Management: While my opinion of the show is generally positive overall, this essay, by no means, is meant to serve as a comprehensive review, but rather, as an articulation and analysis of some of what I feel is this series’ most integral and interesting themes. This post mainly references ReLIFE Episode 11: “A Trip to the Past.”
Anime is already inundated by show after show of high school settings. It can get tiring after a while. I, therefore, couldn’t help but be intrigued by a 27 year old male protagonist looking for full-time work. Expectations were betrayed somewhat when, one contract and one pill later, he got enrolled for high school looking ten years younger. I enjoyed it though. The show has its combination of high school shenanigans and old man jokes. I graduated from university recently and my back sometimes hurts.

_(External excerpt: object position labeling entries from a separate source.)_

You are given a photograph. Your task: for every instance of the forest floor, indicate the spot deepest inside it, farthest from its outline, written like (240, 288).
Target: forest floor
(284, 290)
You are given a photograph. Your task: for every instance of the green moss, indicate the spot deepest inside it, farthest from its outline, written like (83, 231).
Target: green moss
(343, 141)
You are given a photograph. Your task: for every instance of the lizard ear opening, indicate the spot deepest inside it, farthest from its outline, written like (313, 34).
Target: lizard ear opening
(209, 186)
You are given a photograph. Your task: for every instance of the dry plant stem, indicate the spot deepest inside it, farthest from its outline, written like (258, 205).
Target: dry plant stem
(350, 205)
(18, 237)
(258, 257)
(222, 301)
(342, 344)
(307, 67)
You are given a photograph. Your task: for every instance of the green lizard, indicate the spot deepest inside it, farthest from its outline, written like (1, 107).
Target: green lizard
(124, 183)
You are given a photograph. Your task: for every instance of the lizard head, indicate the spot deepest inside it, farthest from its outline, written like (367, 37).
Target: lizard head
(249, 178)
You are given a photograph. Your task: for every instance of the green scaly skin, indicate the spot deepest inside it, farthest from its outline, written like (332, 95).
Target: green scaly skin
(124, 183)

As a fellow recent graduate, I found the male protagonist’s career troubles in ReLIFE relatable. I’ve felt the pressure of finding and working a job that’s financially sustainable and spiritually rewarding. The job I had until recently satisfied neither of those qualities. It was long hours of grunt labor from a demanding boss for menial pay and the expectation that I’ll eventually work my way up. And in the brief time that I’ve been employed in this line of work, politics specifically, there’s no shortage of people from the other factional camps undermining each other, suspecting each other, gossiping about each other, saying mean things towards each other.

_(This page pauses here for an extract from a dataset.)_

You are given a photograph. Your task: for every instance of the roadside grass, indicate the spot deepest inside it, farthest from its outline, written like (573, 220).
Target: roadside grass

It’s the kind of pettiness and nastiness that you expect that people, having graduated from school and/or aged enough, would have grown up and out from. Depressingly, exhaustingly, and perhaps even maddeningly, that’s not necessarily the case in either political America and corporate Japan. Kaizaki learns that lesson very harshly. To shake him out of his funk and find steady employment, he re-lives his high school life one more time for some healing… except that, as it turns out, high school life can also get pretty petty and nasty. And so, from a less than original premise, we get a somewhat novel perspective: high school life from a struggling salaryman.